Primeiro eu quis saber quem estaria tomando decisões com o dinheiro dela

Em um fundo de gestão ativa isso importa muito mais do que parece. O CPSH11 não nasceu para comprar meia dúzia de shoppings e ficar vinte anos olhando para eles. O regulamento permite comprar, vender, aumentar participação, reduzir exposição e reciclar patrimônio.

Então eu preciso confiar menos numa fotografia do portfólio e mais na capacidade da gestão de continuar tomando decisões razoáveis.

Para não misturar métricas, eu revisei esse ponto usando uma única base: a planilha da ANBIMA de junho de 2026. Nela, a Capitânia aparece com R$ 12,49 bilhões em FIIs e R$ 21,52 bilhões no total da casa. Ou seja, o número de FIIs é um pedaço do total, não um valor concorrente com ele.

Quando ordenamos apenas o patrimônio em FIIs, a Capitânia aparece na 6ª posição naquele recorte de junho. Em português simples: estamos falando de uma das seis maiores gestoras de FIIs do Brasil por patrimônio sob gestão naquela fotografia da ANBIMA.

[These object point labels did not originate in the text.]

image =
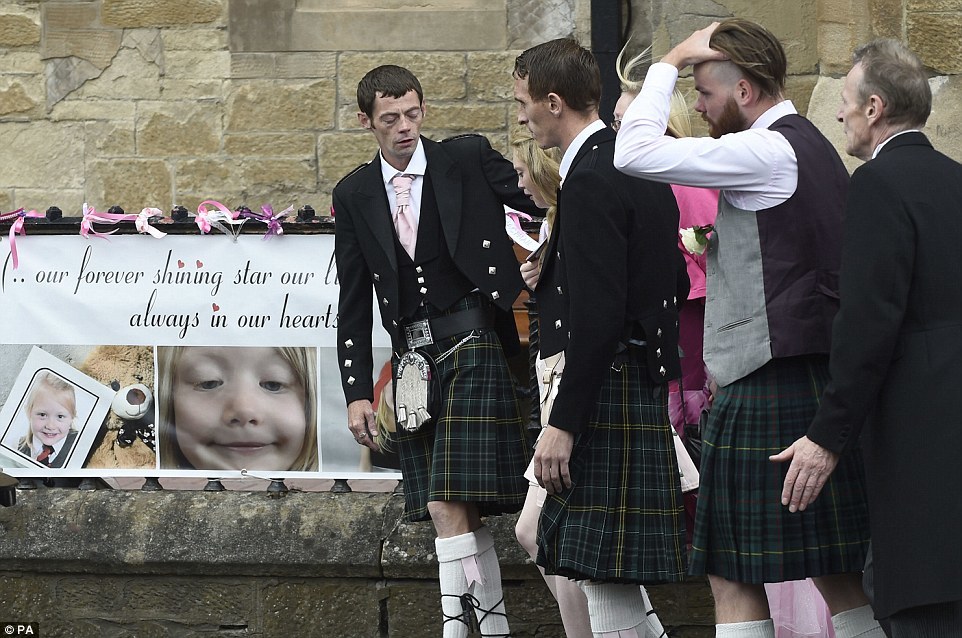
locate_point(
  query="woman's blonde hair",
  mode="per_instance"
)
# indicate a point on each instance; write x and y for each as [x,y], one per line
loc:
[305,369]
[679,117]
[544,167]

Ranking ANBIMA de gestores de FIIs em junho de 2026, com a Capitânia na sexta posição
Usei aqui só o patrimônio em FIIs. Isso evita a confusão entre “quanto a casa administra no total” e “quanto ela administra especificamente em fundos imobiliários”.

Isso não prova que a gestão vai acertar o próximo shopping. Tamanho nunca foi sinônimo automático de competência.

O que esse número muda para mim é outra coisa: eu não estou colocando 15% da carteira da Sarah nas mãos de uma equipe improvisada que apareceu junto com o fundo em 2023. Existe uma estrutura anterior ao CPSH11, com escala, histórico e capacidade de tocar uma carteira grande de FIIs.

FIIs sob gestãoR$ 12,49 biValor da Capitânia em FIIs no ranking ANBIMA de jun/26.
Total do CPSHR$ 1,425 biConsiderando o patrimônio segundo relatório maio/2026.
Posição no ranking FII6º lugarQuando ordenamos apenas a coluna de FIIs.

Depois eu quis enxergar o que exatamente uma cota compra

Essa é uma forma de tirar o fundo do abstrato. Em vez de olhar só para o ticker, eu prefiro imaginar uma nota de R$ 100 sendo espalhada entre os shoppings.

Para fazer isso usei o NOI que é o resultado operacional do shopping, grosso modo, o que o imóvel gera depois de pagar as contas da própria operação. O quadro abaixo transforma essa composição numa nota de R$ 100,00. É bem mais fácil de enxergar assim.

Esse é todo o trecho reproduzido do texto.